After the clerk enters a defendant’s default, and when the plaintiff’s claim is not for a sum certain, the plaintiff must file a motion with the court to obtain default judgment. Fed. R. Civ. P. 55. “When a ‘motion for default judgment is unopposed, the court must exercise sound judicial discretion to determine whether default judgement should be entered.’” Harris v. Blue Ridge Health Servs., Inc., 388 F. Supp. 3d 633, 637 (M.D.N.C. 2019) (quoting United States v. Williams, 2017 WL 3700901, at *1 (M.D.N.C. Aug. 25, 2017)). In doing so, “the court accepts a plaintiff’s well-pleaded factual allegations as true.” Broxton v. Blue Ridge in Fields, 2019 WL 3315245, at *2 (D.S.C. July 24, 2019) (citing DIRECTV, Inc. v. Rawlins, 523 F.3d 318, 322 n.2 (4th Cir. 2008)). However, “a default is not treated as an absolute confession by the defendant of

his liability and of the plaintiff’s right to recover.” Ryan v. Homecomings Fin. Network, 253 F.3d 778, 780 (4th Cir. 2001). As such, the court need not accept the plaintiff’s legal conclusions and must determine whether the plaintiff’s allegations support the relief sought. Id. “The party moving for default judgment must still show that the defaulted party was properly served and that the unchallenged factual allegations constitute a legitimate cause of action.” Harris, 388 F. Supp. 3d at 637–38 (internal citations and quotations omitted). If the court determines that service was proper and that the allegations entitle the plaintiff to relief, then it must then determine the appropriate amount of damages. Id. III. DISCUSSION Craig seeks default judgment against GSB, damages in the amount of $4,000, and attorney’s fees and costs in the amount of $12,100.66. Craig must show that GSB was properly served and that the unchallenged factual allegations in the complaint constitute

legitimate causes of action for violations of the FDCPA and the TCPA. The court finds that service upon GSB was not proper, requiring dismissal of the case. Pursuant to Rule 4(h)(1) of the Federal Rules of Civil Procedure, a plaintiff can serve an unincorporated association either in accordance with Rule 4(e)(1) or “by delivering a copy of the summons and of the complaint to an officer, a managing or general agent, or any other agent authorized by appointment or by law to receive service of process and—if the agent is one authorized by statute and the statute so requires—by also mailing a copy of each to the defendant.” Rule 4(e)(1) provides that service must follow the state law for serving summons in the state where either the district court is located or where service is made.
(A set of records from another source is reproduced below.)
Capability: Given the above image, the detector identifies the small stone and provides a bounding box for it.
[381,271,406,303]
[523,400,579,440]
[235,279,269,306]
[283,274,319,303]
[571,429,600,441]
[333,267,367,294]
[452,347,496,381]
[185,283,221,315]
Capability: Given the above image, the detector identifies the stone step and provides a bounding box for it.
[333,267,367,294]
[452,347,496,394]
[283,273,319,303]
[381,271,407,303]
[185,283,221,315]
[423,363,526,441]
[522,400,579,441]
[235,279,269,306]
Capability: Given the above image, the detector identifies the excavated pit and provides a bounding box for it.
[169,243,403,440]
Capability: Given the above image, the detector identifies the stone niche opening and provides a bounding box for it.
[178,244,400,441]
Service must be made within 90 days of the complaint

being filed. Fed. R. Civ. P. 4(m). Here, there are two issues with service. First, the manner in which Craig effectuated service was improper under both state laws that could be applied pursuant to Rule 4(e)(1), per Rule 4(h)(1)(A), and under Rule 4(h)(1)(B). Starting with Rule 4(h)(1)(A)’s application of Rule 4(e)(1)’s “where service is made,” Georgia law applies because service was made in Georgia. The Georgia statue on process requires personal service on a registered agent. O.C.G.A. § 9-11-4(e). A limited liability company’s registered agent is the agent for service. Id. § 14-11-1108(a). If that agent cannot with reasonable diligence be served, then the limited liability company may be served by registered or certified mail, return receipt requested, addressed to the limited liability company at its principal office. Id. Craig got this procedure backwards. He first served GSB’s registered agent through certified mail, return receipt requested, and then attempted to personally serve GSB’s registered agent after GSB was placed in default.